Once you have the counduit in place you run your romex through the conduit and hookup the wires and mount your lighting fixture to the other exterior box. That will give you a weather-tight system all the way to the fixture.

* You REALLY do want to have that romex in a conduit. The romex has insulation but that is for electrical purposes and exposure to the elements will impact it fairly quickly. That insulation also offers NO physical protection to the wires. If someone bumps the wires with a hedge trimmer, garden shears, etc... they'll cut right through and zap themselves. The conduit is mandated in the building code for a reason and this one is completely legit.
0 Replies
 
CDobyns
 
  1  
Reply Sun 16 Nov, 2008 01:54 pm
@CDobyns,
Just as a follow-up to this original posting, I thought it would be beneficial to post some pictures that show a little "before" and "after" - regarding the installation of the weatherproof box, which now includes conduit running into the box, for the floodlight wiring.

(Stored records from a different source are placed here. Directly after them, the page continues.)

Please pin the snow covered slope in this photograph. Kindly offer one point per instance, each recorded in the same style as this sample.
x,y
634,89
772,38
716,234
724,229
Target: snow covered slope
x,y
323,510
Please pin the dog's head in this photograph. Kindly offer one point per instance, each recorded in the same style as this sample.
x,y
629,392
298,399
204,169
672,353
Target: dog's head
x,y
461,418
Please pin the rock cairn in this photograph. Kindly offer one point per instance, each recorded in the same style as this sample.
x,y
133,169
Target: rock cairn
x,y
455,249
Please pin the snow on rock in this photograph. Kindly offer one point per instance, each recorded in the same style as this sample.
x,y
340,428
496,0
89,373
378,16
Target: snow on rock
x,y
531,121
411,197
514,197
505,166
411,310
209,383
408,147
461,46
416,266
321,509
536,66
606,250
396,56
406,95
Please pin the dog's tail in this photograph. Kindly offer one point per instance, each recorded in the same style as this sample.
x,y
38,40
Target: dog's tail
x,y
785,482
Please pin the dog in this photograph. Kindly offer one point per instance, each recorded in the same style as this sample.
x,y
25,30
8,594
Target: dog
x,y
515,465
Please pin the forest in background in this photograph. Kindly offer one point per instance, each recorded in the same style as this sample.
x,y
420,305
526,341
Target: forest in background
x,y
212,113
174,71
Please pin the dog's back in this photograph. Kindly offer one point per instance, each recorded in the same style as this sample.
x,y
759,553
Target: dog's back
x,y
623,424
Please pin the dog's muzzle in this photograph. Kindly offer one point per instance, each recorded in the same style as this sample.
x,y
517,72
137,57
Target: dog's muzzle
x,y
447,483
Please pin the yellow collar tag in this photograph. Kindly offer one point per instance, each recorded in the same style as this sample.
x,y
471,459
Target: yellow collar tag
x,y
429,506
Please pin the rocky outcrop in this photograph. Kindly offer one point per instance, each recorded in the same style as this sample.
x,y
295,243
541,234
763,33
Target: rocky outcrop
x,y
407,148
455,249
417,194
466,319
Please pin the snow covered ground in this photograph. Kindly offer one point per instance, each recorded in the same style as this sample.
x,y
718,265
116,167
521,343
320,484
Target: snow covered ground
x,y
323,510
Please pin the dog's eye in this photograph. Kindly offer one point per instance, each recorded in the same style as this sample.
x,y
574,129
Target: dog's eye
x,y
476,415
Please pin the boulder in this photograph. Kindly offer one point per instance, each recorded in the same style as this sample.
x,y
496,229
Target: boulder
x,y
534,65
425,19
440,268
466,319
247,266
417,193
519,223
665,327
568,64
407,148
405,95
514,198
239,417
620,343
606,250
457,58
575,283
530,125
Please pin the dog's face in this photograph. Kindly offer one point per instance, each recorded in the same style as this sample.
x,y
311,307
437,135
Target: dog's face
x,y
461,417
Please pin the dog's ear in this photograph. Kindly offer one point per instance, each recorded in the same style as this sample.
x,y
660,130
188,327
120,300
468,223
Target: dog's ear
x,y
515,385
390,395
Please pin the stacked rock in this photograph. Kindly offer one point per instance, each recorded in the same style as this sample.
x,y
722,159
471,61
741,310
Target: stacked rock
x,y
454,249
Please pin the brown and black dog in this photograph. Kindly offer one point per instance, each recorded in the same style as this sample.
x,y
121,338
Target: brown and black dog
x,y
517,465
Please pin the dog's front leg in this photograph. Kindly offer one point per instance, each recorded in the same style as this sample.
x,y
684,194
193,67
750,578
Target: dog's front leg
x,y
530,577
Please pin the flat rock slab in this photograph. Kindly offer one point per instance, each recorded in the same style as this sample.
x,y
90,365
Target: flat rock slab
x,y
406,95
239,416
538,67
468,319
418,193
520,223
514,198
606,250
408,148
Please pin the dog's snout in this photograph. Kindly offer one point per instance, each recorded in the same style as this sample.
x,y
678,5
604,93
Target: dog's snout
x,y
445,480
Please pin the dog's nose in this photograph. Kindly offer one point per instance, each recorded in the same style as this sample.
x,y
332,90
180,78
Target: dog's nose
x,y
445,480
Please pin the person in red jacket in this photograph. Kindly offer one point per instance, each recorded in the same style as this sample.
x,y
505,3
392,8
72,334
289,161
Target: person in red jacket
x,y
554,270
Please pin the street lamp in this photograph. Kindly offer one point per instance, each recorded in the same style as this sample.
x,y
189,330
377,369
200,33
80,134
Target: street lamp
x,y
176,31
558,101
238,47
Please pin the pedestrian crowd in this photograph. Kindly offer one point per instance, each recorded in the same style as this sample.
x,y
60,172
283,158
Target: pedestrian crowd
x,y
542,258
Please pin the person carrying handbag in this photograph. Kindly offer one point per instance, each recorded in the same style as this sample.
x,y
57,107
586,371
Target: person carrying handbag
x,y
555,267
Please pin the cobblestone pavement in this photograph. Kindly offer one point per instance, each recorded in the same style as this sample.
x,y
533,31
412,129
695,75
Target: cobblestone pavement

http://i195.photobucket.com/albums/z319/CGDobyns/100_2343.jpg

http://i195.photobucket.com/albums/z319/CGDobyns/100_2344.jpg

The exterior weatherproof extension box all went together very easily. Strangely, the most troublesome part was running the floodlight wiring up (or down) through the wall space behind the outside outlet and then up into the electrical switchbox on the interior wall. Although the vertical distance seemed to be no more than about three feet, no amount of "fishing" with a coat hanger ever seemed to be successful. Only after taping two coat hangers together was I able to fish through to the bottom outlet and pull the connecting wire. Speaking of fishing, hopefully this installation meets with fishin's standards - since he is (thankfully) the collective code of standards conscience for this board.